Here are a few shots of the November 2012 build "WALLY"

Wally is a 16" body jumbo guitar that features the most awesome figured Oregon Walnut back and sides,
a full figured Alaska claw top, and Congo Bloodwood fretboard, bridge, and bindings. 25.4" inch string scale.


The soundboard is braced with my "TARANTULA" Tri-X System, which is now standard in all side ported models.

Below is a video of "DOUG", a prototype guitar. Parabolic body design,
Douglas Fir soundboard, Khaya Back and sides, cantilever neck, and pinless bridge.
This guitar strung, weighs in at 3.5 pounds.

I am testing out some old Fir I've had since the early 90's.
I can verify that the sound is incredible, balanced with strong projection.
The sound and responsiveness is equal to the best Adirondack, and looks nicer.
 
Sorry about the sound and video quality, I need to get a better camera.

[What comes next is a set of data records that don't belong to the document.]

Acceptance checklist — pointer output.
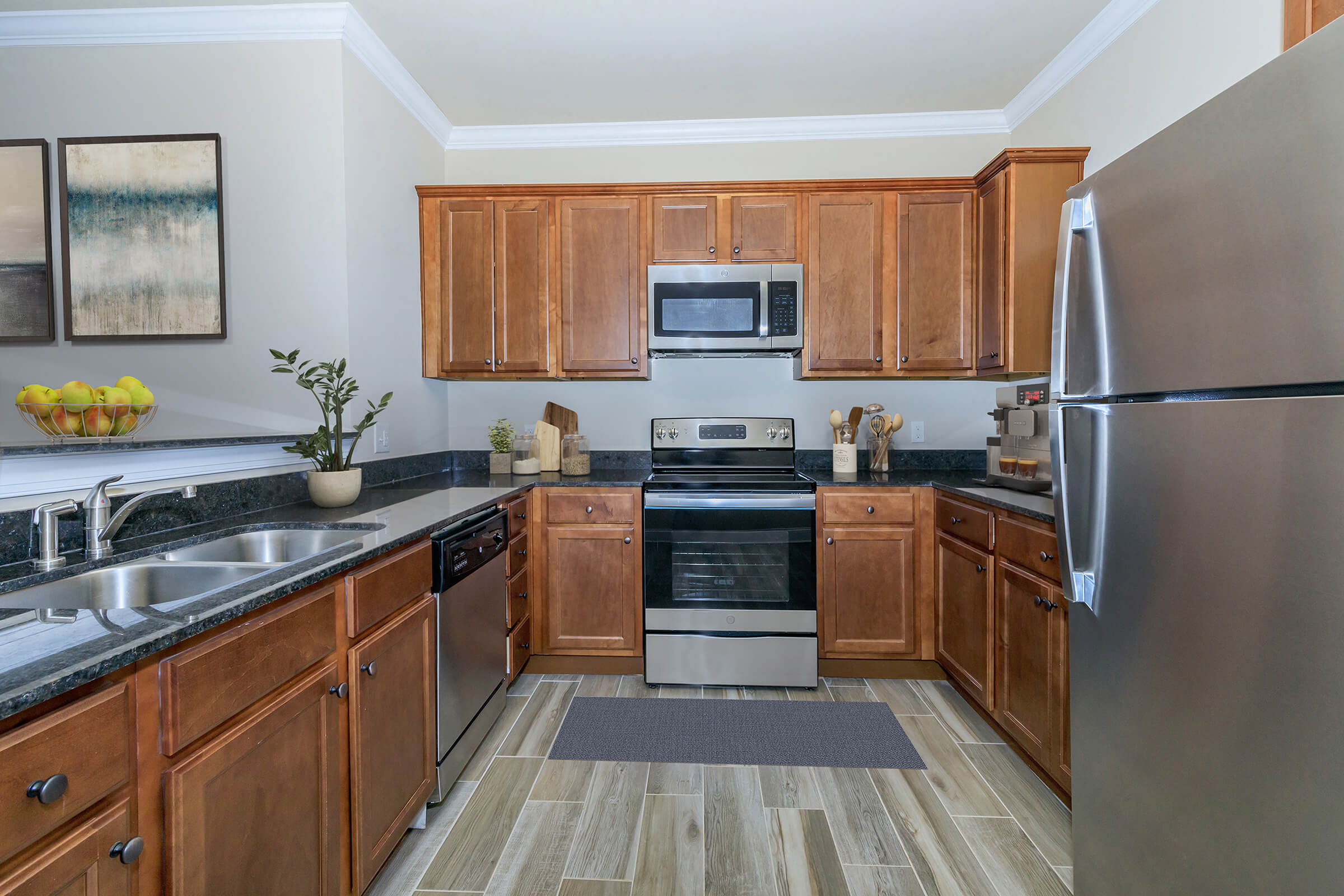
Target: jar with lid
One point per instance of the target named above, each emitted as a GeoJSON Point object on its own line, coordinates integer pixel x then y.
{"type": "Point", "coordinates": [575, 456]}
{"type": "Point", "coordinates": [525, 454]}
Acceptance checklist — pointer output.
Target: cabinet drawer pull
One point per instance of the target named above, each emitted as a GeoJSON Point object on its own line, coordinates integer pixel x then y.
{"type": "Point", "coordinates": [49, 790]}
{"type": "Point", "coordinates": [129, 851]}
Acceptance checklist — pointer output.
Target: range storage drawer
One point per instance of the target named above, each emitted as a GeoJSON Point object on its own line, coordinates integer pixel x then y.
{"type": "Point", "coordinates": [81, 753]}
{"type": "Point", "coordinates": [1029, 546]}
{"type": "Point", "coordinates": [965, 521]}
{"type": "Point", "coordinates": [592, 507]}
{"type": "Point", "coordinates": [881, 507]}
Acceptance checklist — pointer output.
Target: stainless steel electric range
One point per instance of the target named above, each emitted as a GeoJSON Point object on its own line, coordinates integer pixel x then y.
{"type": "Point", "coordinates": [730, 587]}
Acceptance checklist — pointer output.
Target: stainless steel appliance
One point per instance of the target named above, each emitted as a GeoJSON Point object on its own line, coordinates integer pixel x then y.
{"type": "Point", "coordinates": [1198, 493]}
{"type": "Point", "coordinates": [721, 311]}
{"type": "Point", "coordinates": [1019, 454]}
{"type": "Point", "coordinates": [471, 595]}
{"type": "Point", "coordinates": [730, 590]}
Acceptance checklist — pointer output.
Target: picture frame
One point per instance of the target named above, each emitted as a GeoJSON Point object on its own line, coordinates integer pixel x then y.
{"type": "Point", "coordinates": [155, 204]}
{"type": "Point", "coordinates": [21, 269]}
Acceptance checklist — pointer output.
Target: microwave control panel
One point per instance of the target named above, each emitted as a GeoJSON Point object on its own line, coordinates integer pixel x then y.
{"type": "Point", "coordinates": [784, 308]}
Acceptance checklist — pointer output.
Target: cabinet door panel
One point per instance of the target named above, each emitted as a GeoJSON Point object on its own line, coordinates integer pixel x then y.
{"type": "Point", "coordinates": [869, 591]}
{"type": "Point", "coordinates": [600, 287]}
{"type": "Point", "coordinates": [391, 735]}
{"type": "Point", "coordinates": [844, 282]}
{"type": "Point", "coordinates": [965, 593]}
{"type": "Point", "coordinates": [765, 228]}
{"type": "Point", "coordinates": [991, 295]}
{"type": "Point", "coordinates": [684, 228]}
{"type": "Point", "coordinates": [522, 285]}
{"type": "Point", "coordinates": [935, 287]}
{"type": "Point", "coordinates": [467, 285]}
{"type": "Point", "coordinates": [592, 590]}
{"type": "Point", "coordinates": [1022, 684]}
{"type": "Point", "coordinates": [257, 809]}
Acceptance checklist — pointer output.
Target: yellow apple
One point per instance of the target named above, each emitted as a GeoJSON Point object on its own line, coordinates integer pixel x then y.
{"type": "Point", "coordinates": [77, 395]}
{"type": "Point", "coordinates": [140, 398]}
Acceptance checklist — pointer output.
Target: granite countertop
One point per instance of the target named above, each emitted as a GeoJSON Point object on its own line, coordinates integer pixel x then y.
{"type": "Point", "coordinates": [41, 660]}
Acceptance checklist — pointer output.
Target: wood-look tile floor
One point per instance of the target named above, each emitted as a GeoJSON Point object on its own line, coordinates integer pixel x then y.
{"type": "Point", "coordinates": [978, 821]}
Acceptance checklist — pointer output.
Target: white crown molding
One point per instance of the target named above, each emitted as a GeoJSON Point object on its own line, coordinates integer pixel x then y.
{"type": "Point", "coordinates": [1089, 43]}
{"type": "Point", "coordinates": [727, 130]}
{"type": "Point", "coordinates": [229, 25]}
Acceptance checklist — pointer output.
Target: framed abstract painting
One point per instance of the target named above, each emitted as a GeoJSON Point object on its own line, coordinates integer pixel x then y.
{"type": "Point", "coordinates": [143, 237]}
{"type": "Point", "coordinates": [27, 291]}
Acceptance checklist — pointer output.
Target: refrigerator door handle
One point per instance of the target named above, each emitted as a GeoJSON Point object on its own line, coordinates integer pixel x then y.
{"type": "Point", "coordinates": [1076, 217]}
{"type": "Point", "coordinates": [1080, 494]}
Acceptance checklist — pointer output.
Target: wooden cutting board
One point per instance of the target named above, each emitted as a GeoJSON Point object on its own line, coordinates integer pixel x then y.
{"type": "Point", "coordinates": [562, 418]}
{"type": "Point", "coordinates": [549, 445]}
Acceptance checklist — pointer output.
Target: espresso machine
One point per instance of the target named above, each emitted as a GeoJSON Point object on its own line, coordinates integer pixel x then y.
{"type": "Point", "coordinates": [1019, 454]}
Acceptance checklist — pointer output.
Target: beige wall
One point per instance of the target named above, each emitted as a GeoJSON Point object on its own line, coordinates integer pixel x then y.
{"type": "Point", "coordinates": [1174, 59]}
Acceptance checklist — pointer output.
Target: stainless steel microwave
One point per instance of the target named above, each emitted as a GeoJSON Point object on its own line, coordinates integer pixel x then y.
{"type": "Point", "coordinates": [725, 309]}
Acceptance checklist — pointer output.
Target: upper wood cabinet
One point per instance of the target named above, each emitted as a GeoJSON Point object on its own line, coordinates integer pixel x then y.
{"type": "Point", "coordinates": [936, 280]}
{"type": "Point", "coordinates": [844, 282]}
{"type": "Point", "coordinates": [486, 287]}
{"type": "Point", "coordinates": [603, 315]}
{"type": "Point", "coordinates": [1019, 198]}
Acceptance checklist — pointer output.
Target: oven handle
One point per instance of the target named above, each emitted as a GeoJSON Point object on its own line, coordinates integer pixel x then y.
{"type": "Point", "coordinates": [727, 501]}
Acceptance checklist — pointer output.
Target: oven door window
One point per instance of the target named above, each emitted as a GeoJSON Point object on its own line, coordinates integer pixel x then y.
{"type": "Point", "coordinates": [717, 311]}
{"type": "Point", "coordinates": [729, 559]}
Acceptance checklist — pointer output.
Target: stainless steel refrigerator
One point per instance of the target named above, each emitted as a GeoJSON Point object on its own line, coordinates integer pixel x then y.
{"type": "Point", "coordinates": [1200, 468]}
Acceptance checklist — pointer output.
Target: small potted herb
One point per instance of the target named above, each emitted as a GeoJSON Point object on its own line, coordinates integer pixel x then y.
{"type": "Point", "coordinates": [335, 483]}
{"type": "Point", "coordinates": [502, 445]}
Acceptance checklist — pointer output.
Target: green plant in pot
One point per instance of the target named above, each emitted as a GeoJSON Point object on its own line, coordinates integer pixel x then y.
{"type": "Point", "coordinates": [334, 483]}
{"type": "Point", "coordinates": [502, 445]}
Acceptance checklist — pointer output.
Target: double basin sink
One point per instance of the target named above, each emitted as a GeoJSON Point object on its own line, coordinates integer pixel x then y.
{"type": "Point", "coordinates": [180, 574]}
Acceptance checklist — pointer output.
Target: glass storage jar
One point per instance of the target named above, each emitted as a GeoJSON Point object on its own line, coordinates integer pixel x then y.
{"type": "Point", "coordinates": [575, 456]}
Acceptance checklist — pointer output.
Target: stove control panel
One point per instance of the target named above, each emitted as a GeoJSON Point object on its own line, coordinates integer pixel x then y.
{"type": "Point", "coordinates": [722, 432]}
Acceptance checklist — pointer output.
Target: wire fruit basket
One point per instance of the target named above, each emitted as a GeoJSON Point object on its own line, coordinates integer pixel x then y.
{"type": "Point", "coordinates": [88, 422]}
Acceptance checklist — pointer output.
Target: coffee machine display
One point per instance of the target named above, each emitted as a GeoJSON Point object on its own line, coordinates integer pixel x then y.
{"type": "Point", "coordinates": [1019, 454]}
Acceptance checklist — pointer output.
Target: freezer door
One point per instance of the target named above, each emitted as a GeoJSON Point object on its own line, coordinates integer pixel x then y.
{"type": "Point", "coordinates": [1215, 258]}
{"type": "Point", "coordinates": [1207, 682]}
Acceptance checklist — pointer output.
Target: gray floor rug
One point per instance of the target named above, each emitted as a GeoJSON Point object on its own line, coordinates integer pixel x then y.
{"type": "Point", "coordinates": [746, 732]}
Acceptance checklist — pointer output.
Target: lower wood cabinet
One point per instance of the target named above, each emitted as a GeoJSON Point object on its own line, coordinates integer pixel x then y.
{"type": "Point", "coordinates": [391, 734]}
{"type": "Point", "coordinates": [964, 597]}
{"type": "Point", "coordinates": [257, 809]}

What makes a great sounding guitar? Sound is subjective, so the answer to this can be hard to
put into words. Everyone interprets tone differently. The woods used to build a guitar will add color
to the voice of a guitar. The size of the body will determine the frequency response. A smaller
sized guitar will have less bass while a larger guitar will have less treble resopnse. Scale length
also affects tuning range of a guitar and the gauge of strings to be used. If you like to bend
notes when you play, a shorter scale works great. If you use alternate tunings, a longer scale
may be to your liking. Soundboard wood also affects tone and response. If you like to strum hard
and play with a pick, Sitka spruce is a good choice. If you are mainly a fingerstyle player and
use light gauge strings it is hard to beat a Cedar or Englemann Spruce top. Bracing also influences
clarity and note separation. 

So, what makes a great sounding guitar? The player, but you are only as good as the tools you have
to work with. I want to build you an inspiring instrument that will take your playing to the next level.
               
 





Side Porting
I've been adding a side port to some of my guitars since 2007. This acts as a personal sound monitor, allowing the player to have a more enjoyable experience. This feature also allows me to fine-tune the body to resonant pitch, improving sustain and overtones.